Technology in biomedical is growing all the time. We can now estimate our health condition just by analyzing the brain activity using brain-imaging methods such as electroencephalography (EEG) and functional near-infrared spectroscopy (fNIRS). The kinds of signals obtained from this device usually contain unwanted information signals or noises from various sources which need to be removed to obtain the original signal. In this thesis, we are analyzing fNIRS data obtained from physionet. As mentioned before, fNIRS is one of the brain-imaging methods which detects the brain activity by looking at the changes of oxy-Hemoglobin (oxy-Hb) and deoxy-Hemoglobin (deoxy-Hb) levels.

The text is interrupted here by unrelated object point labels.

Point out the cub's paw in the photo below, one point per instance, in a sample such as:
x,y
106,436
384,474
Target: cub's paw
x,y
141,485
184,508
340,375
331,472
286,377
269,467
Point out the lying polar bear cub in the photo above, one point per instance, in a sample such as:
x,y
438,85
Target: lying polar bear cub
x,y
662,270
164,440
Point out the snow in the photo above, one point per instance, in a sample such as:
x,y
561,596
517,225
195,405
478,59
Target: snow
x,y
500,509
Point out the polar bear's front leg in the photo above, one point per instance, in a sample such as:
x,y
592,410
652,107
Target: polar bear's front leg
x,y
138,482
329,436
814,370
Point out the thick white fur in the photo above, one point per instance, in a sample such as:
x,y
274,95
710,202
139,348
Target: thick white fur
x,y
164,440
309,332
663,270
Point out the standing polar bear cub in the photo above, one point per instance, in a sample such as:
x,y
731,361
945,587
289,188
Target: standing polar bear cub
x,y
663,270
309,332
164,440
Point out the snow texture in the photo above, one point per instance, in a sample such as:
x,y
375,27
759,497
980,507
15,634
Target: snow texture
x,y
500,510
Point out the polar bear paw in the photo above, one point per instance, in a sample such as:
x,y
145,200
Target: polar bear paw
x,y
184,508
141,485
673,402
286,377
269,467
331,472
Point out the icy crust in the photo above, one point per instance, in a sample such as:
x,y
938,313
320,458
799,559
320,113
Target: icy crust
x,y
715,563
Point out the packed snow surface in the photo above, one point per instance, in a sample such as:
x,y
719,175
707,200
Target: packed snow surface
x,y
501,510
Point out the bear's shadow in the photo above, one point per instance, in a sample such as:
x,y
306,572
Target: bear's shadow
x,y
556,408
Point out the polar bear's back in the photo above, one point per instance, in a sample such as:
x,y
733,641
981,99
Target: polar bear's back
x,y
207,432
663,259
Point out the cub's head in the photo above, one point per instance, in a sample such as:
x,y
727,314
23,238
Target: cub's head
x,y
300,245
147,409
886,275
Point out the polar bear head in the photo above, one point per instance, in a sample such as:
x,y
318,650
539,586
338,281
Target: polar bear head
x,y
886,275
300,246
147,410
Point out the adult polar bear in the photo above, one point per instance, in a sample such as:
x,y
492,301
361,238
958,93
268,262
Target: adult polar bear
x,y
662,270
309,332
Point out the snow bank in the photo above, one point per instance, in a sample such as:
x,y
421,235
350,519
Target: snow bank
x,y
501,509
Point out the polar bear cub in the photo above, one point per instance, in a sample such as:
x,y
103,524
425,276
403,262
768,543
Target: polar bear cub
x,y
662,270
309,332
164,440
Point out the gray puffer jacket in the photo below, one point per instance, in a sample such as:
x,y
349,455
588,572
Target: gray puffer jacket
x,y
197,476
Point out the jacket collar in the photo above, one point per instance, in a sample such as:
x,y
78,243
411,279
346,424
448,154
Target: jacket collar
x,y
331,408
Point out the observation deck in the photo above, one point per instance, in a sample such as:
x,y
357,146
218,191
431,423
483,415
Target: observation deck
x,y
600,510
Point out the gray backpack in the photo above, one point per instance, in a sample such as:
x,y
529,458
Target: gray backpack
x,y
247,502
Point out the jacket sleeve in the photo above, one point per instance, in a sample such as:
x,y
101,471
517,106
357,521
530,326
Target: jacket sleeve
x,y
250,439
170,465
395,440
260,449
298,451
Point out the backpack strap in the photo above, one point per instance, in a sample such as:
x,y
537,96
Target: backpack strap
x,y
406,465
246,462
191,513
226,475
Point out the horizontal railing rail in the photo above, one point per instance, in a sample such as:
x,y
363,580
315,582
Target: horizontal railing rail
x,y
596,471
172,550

This thesis proposes a method to detect and remove noise using fast independent component analysis (FastICA). FastICA is a popular algorithm of independent component analysis (ICA) which is one of the methods for blind source separation. We use this method since we are going to separate the noise from the noisy or contaminated signal, hence achieving the clean signal. The fNIRS data we have gathered contain the contaminated (noisy) signals and the clean signals from nine trials.
This thesis expects the accuracy of the FastICA method to detect and remove noise. To analyze the performances of the method, we are calculate the value of mean square error (MSE), peak to signal noise ratio (PSNR) and cross-correlation from the results of the denoised signals.